Lastly, for music fans, this really is the start of a golden era. I grew up in Manhattan in the late 70’s. When I was a kid, every Saturday I would walk from my apartment on 53rd street and 1st avenue to the Donnell Library on 53rd street and 6th avenue to read Billboard. I especially was focused on pouring over the charts, and spent countless hours discovering songs, artists and trends to pursue based on Billboard’s charts.
During that walk I often made up “dream music” scenarios for myself.
I dreamed I had the largest music collection in the world. In my fantasy, I had every song, album and artist at my fingertips. True, in that era, I imagined converting my Mom’s midtown one bedroom apartment, into one enormous record and cassette library, but that’s how childhood dreaming goes…
I wanted my stereo to be able to count every song and artist I played, and tell me truly what my most played songs and artists were. I imagined some kind of song kind of song counter “connected” to my stereo. I wanted the data, even then.
I dreamed of having my own radio station. I wanted to be able to play The Ramones, Smokey Robinson, Grandmaster Flash, Elton John, Miles Davis, Joni Mitchell, The Grateful Dead, The Talking Heads and Big Daddy Kane all on one station. I wanted no formats. Actually, I wanted my own format. I walked around with reams of paper with all sorts of stations and playlists mapped out, documenting these concepts.
I fantasized about building a Music Clubhouse. I envisioned a cross between a rock club and the perfect mom and pop record store, dominated by a gigantic listening room equiped with a world class stereo and video set-up, so that all my friends could hang out and argue about music all day long.
Naturally, I knew that we would have all the liner notes and lyrics for every album in the world at the Music Clubhouse, as well as an unlimited supply of photos, bio information, and videos — again all at our fingertips.
When I flash back on those music fantasies, and then think about all the experiences available now across these subscription music streaming services, I realize that fantasy has largely become reality. These companies have built these new music experiences from a fan’s perspective.
Think about it — just about every song, album and artist is available at your fingertips. At certain services, you really do have almost unlimited ability to create your own radio stations. You really can an engage with all your friends online at once, and in ways, thanks to technology, that I couldn’t even imagine in my best childhood music fantasies. Lyrics, liner notes, your most played data — all of these things are available.
And I truly believe this is just the START.
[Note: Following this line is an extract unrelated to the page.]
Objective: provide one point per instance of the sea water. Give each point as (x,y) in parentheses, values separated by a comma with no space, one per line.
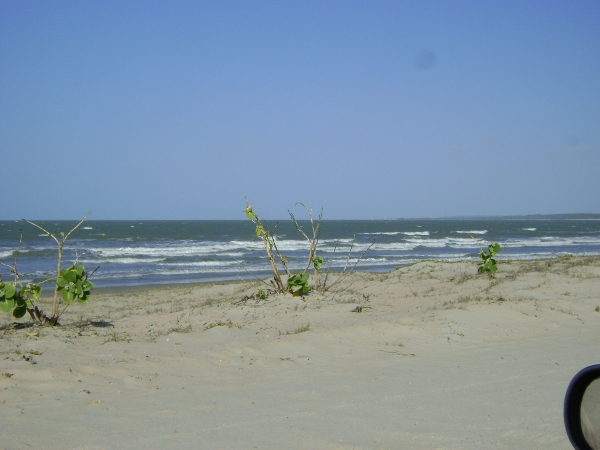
(156,252)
This On-Demand Songs Chart documents what has the potential to be a great era for music fans. There are certainly formidable challenges around label licensing, monetization and building economic ecosystems that subscription services face. So, it’s both the Subscription Service employee AND the music fan in me that works daily to have the industry support and reward continuing this kind of innovation.
I think it is really exciting to know that there will undoubtedly be some kid out there this weekend, who will be reading about all this streaming activity in Billboard. I imagine that he or she will not just try one of these services, but also will start thinking about the innovations and experiences that will reshape the fan experience yet again.
Who knows what the streaming music era will really look like. I imagine we have just started.